I wanted to ask her out and/or give her some sort of engagement ring, preferably before the close of the evening in which we met. Unfortunately for me, however, there was a minor impediment to all of this. I thought of her little brother as my little brother, too. Dating Eileen would mean that I'd lose my friend. Not right away, mind you; she and her brother lived together, they were thick as thieves, I could have been an easy third wheel. But at some point it would have come to an close and I'd have lost them both.
So I did nothing, or almost nothing. She became close friends with my girlfriend at the time. And then, around the time that I was moving said girlfriend out of my house, she married her childhood sweetheart, returning to the Capistrano of her hometown love after thirteen years in the wilderness. Shortly afterwards, she became pregnant.

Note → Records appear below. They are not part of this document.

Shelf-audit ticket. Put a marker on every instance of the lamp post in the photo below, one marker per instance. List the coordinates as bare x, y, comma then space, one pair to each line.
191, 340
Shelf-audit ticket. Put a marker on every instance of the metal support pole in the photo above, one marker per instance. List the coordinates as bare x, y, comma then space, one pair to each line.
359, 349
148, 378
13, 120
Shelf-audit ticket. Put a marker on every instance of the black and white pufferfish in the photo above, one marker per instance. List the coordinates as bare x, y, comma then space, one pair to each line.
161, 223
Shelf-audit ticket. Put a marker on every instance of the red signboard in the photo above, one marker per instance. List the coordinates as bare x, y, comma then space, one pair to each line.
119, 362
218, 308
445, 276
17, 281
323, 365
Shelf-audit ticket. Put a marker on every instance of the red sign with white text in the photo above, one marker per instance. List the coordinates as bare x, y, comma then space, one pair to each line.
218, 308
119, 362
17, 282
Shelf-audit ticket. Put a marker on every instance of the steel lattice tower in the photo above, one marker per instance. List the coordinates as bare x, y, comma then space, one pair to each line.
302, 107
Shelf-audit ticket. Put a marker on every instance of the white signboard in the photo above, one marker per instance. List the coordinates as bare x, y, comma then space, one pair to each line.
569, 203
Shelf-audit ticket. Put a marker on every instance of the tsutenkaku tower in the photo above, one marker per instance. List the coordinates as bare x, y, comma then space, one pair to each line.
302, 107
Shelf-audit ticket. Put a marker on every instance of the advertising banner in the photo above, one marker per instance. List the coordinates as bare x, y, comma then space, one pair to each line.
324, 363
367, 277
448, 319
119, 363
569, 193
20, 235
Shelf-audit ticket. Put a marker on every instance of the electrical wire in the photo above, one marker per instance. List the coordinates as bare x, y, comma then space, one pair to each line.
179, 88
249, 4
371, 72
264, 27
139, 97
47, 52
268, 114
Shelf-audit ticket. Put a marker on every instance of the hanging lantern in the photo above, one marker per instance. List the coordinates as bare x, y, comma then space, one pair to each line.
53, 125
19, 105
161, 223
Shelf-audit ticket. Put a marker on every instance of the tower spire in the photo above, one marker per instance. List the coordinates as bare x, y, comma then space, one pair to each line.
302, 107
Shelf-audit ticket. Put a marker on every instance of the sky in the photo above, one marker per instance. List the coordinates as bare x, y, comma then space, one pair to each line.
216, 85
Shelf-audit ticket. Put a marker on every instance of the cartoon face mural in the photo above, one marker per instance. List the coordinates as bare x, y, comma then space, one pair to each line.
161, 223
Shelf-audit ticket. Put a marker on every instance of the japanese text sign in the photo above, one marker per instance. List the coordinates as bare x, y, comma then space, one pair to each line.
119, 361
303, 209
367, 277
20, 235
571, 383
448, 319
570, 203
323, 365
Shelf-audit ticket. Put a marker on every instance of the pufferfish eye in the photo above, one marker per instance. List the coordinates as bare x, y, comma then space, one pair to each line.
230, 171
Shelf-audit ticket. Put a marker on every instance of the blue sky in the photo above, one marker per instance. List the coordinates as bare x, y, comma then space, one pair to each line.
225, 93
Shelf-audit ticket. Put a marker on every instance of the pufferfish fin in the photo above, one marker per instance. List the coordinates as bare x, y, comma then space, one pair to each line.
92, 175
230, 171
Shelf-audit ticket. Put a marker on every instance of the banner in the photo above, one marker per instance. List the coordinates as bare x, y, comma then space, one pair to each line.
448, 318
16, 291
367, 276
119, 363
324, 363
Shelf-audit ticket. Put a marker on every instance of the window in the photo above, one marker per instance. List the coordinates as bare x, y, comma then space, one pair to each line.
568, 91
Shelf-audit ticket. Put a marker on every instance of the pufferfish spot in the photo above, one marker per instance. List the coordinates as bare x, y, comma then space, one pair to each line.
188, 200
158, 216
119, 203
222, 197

I don't know whether I was relieved or depressed to find that she was still beautiful after pregnancy, although she'd taken her hair to a mousy shade of brown and the scandalously deep decolletage of her typical dresses had been replaced by something that was almost motherly. We talked for a moment, inquiring after friends and children, a sort of verbal white noise so we could just stand in each others' company. I asked about her brother; thanks to a series of unfortunate circumstances, I hadn't seen him in a year. She said he was fine, safe, half the country away.
At that moment I realized that I had lost them both anyway, that my dogged and deliberate self-sacrifice had been for nothing at all. I felt that vertiginous advent of despair, the sick feeling that you have when you make a mistake halfway through a long BMX jump and you know that you'll be landing on your knees or hands or face.
"We should get together," Eileen lied.
"Absolutely. Immediately," I pretended. Then we touched hands and she walked off.
Half an hour later, I started the bike and headed back to work. I'd wanted to savor that dark-chocolate sorrow of seeing Eileen, of having lost her. But it's so hard to stay unhappy on this big-hearted Clydesdale Pegasus, this machine that warps time and space. I pondered the facts of the matter; I could never have loved that flighty, narcissistic girl the way I love Danger Girl. We had very little in common. She wanted a child; I only want to parent my son and be grateful for him.
This was the best of all possible worlds, each of us with the right person, having what we wanted. With a twinge of annoyance, I realized that I hadn't managed to stay unhappy for even ten minutes. You'll laugh but as a writer you need sorrow, you really do, you sow the field of your imagination with discontent then reap the whirlwind. A lane opened up ahead of me and I twisted the Kawasaki's front wheel off the ground between Marconi and Front Streets, an oh-so-brief expression of mechanical defiance and joy. Touched back down. Back to the salt mines. How would I appear to my friend on the Honda NC700X, the earnest young man, if he could see the workings of my heart, the things that animate me, the worm-worn pathways of despair and triumph and longing and satisfaction? Me and my Ninja, roaring past the downtown bystanders, shift to third and blur the world, not sick, but also not well.